第四十二話 反断罪戦線の断罪(後編)
俺の「断罪の石投げ」の石は美しい放物線を描いて、断罪台に向かって飛んでいく。
そして断罪台の手前で、石が着弾した。
その人物は石が当たった頭を抑えて後ろを向く。
その人物の顔に、俺は見覚えがあった。
「ギルドマスター……?」
クローデリアが呟く。
そうだ、冒険者ギルドのギルマスだ……。クローデリアに卑屈な態度を取って、俺がなりたくもない冒険者の申請を受理しやがったあの男。そして——断罪迷宮デスホールに挑むパーティーメンバーを選定したのもギルマスだったはず……。
いったいどういうことなのだ……?
「あのギルマスが、エリシア様の協力者だったようです」
「そんな……」
「確保しましょう。話はそれからです」
クローデリアと俺は、ギルマスを目がけ、観衆を掻き分け進む。
「おう、『剣姫』じゃねえか。無事だったんだな」
観衆の中に、クローデリアを呼び止める者がいた。
「生きていたのか……」
それは重戦士ガルドだった。
ガルドが死ぬところは見ていなかったが、あの巨石の前に無事でいるとは思っていなかった。
「うん? おまえは誰だ?」
ああ、そうか。俺の素顔は見ていなかったんだな。このまま身分は隠しておくか。
「あ、いえ、ただのファンです。これからも頑張ってください。それじゃあ」
ガルドのことは後だ。今はギルマスのところに辿り着かなければ。
「何でファンがそんな逃げるように去ってくんだ。怪しいな、おまえ」
ガルドが立ちはだかる。くそっ。こんな面倒なやつだったのか。
「ちょっと急いでいるだけですよ。クローデリア様、俺に構わず先に行ってください」
俺の言葉に頷いて、進もうとしたクローデリアだが、またすぐに止まってしまう。
「クローデリアやん! ダンジョン攻略したんやな。さすがや」
「無事だったのですね。よかった」
「まさか『断罪聖獣』を倒したの?」
斥候のリネット。神官セシルに、魔導士ノクティア……。
捕獲前にエリシアが「私は彼らを殺していない」と言っていたのを思い出す。彼らはダンジョンに殺されたのであって、エリシアが殺したわけではない、という意味かと思っていたが、エリシアは彼らを救っていたということなのか……。そうなるとエリシアには本当に咎めるべきところがあるのか? ただ、「断罪」に反対しただけ? この王国ではその程度の言論の自由も許されないのか?
しかしタイミングが悪い。今はそんなことを考える暇もなければ、再会を祝している場合でもないのだ。

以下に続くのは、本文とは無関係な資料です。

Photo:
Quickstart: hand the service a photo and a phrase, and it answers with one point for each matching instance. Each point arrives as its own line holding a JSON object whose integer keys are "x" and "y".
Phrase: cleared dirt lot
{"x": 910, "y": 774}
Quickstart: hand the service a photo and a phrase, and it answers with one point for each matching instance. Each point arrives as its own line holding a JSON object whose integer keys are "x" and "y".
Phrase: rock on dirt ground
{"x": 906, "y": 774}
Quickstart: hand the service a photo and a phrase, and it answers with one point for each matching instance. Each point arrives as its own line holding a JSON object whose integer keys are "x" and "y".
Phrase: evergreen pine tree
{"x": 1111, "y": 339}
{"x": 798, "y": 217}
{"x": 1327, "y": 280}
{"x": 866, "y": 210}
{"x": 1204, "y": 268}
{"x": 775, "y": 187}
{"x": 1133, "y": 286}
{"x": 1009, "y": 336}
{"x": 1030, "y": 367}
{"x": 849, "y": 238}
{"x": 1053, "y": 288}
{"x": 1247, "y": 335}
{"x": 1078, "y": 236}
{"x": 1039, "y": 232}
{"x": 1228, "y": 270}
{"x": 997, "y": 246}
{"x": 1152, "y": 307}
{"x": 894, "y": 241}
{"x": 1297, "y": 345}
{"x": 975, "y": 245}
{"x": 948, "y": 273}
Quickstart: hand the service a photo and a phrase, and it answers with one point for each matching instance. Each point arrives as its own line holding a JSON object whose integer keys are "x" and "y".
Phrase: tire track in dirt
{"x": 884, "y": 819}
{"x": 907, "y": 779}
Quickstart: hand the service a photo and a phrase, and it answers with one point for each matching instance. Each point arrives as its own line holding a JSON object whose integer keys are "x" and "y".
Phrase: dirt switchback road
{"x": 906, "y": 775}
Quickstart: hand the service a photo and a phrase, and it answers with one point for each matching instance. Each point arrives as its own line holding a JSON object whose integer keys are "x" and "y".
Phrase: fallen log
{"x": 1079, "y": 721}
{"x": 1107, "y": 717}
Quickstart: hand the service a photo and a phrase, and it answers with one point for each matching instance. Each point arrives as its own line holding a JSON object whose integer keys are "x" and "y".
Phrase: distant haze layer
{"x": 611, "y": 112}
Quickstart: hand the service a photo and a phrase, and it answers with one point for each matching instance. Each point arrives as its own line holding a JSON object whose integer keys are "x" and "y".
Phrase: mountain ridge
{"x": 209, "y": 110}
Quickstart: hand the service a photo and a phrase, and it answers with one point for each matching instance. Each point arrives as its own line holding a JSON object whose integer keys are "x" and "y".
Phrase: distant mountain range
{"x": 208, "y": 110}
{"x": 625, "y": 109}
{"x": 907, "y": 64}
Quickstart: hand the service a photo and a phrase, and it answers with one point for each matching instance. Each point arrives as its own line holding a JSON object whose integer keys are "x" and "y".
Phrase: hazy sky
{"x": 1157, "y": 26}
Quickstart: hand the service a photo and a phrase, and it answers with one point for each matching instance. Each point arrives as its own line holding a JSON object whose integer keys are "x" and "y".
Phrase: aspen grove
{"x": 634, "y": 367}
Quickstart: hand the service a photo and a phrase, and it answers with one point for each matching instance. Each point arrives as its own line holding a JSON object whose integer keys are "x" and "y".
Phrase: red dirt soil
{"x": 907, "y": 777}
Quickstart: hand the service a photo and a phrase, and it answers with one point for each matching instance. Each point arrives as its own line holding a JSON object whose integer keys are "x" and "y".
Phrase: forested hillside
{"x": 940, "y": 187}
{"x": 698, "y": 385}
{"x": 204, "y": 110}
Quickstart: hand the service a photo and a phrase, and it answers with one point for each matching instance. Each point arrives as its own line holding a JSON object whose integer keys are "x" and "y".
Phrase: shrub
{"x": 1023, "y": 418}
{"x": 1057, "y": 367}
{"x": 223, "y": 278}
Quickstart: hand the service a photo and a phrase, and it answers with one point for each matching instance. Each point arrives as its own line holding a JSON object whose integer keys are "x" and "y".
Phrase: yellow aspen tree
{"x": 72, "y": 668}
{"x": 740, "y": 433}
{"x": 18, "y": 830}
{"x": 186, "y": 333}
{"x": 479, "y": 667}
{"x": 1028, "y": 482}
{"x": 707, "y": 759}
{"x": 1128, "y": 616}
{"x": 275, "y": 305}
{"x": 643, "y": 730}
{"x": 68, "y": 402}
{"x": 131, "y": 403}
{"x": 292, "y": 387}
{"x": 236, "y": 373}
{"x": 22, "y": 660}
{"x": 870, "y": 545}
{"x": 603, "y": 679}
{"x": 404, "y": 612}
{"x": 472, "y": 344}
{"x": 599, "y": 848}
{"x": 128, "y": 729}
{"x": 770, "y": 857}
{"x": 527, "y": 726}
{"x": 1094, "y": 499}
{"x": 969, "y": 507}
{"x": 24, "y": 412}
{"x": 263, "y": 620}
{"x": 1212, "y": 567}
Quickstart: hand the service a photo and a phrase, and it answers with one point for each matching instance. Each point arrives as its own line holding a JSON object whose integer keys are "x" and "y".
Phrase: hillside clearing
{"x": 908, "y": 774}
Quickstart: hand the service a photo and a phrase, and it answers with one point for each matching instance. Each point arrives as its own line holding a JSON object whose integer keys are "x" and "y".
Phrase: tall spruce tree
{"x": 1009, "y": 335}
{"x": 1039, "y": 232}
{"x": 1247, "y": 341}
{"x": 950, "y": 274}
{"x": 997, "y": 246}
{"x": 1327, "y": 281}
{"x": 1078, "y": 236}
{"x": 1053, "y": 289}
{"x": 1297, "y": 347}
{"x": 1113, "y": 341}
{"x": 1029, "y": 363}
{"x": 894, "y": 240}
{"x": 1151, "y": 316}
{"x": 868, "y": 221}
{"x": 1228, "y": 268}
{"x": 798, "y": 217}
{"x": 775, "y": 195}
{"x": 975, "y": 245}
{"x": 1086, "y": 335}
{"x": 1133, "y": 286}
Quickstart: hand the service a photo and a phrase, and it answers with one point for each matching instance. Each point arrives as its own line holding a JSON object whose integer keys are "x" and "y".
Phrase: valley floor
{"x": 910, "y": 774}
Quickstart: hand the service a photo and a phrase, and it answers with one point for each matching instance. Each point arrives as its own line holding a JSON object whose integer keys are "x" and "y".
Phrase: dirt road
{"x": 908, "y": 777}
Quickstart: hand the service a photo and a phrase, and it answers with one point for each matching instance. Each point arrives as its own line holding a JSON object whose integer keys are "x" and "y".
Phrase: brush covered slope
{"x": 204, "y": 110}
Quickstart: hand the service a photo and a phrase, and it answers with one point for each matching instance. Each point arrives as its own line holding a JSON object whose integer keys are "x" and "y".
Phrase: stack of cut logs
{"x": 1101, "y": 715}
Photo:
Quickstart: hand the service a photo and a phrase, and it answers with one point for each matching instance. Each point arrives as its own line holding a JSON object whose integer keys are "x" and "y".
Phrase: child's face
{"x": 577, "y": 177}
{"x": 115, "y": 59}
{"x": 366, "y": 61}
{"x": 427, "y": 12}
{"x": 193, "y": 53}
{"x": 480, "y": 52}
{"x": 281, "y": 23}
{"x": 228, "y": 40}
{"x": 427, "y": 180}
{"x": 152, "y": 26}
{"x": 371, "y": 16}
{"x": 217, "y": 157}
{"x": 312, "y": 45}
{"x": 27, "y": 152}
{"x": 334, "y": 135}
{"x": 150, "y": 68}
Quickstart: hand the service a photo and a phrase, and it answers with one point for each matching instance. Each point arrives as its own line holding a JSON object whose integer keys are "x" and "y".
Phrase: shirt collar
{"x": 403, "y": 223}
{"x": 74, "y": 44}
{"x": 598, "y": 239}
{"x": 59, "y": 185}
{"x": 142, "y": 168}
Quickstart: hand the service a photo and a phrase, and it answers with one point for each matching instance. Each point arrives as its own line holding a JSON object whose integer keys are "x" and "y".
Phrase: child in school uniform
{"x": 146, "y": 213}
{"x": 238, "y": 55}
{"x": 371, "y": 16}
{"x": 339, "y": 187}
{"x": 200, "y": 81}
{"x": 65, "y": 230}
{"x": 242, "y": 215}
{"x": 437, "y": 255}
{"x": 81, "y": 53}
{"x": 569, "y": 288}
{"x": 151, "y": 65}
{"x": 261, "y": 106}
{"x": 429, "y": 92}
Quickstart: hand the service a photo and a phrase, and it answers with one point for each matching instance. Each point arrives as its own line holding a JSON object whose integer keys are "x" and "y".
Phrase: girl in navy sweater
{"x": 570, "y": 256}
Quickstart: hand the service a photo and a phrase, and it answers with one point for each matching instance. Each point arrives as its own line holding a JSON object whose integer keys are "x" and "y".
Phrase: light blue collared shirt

「クローデリア様! 今は彼らの相手をしている場合じゃないです」
俺がそう言うと、四人が俺を睨みつけてくる。
「何や、こいつ」
リネットが絡んでこようとする。
ここは俺が犠牲になって、クローデリアを先に行かせるしかないか。
「おまえらの相手は俺がしてやる! さあ、かかってこい!」
「何を意味のわからんことを」
四人が憐れむような、冷ややかな目で俺を見る。そうだ、俺に注意を向けてくれればいい。
「……ユウマ、もうダメだわ」
「え?」
「見失ってしまった……」
俺は慌てて断罪台のほうを見遣ったが、そこにギルマスの姿はなかった。
俺は途方に暮れるしかなかった。
「種は蒔かれました。反断罪戦線の精神はいつか芽吹き、大きくなっていくことでしょう」
エリシアの最後の言葉が王城前広場に響いた。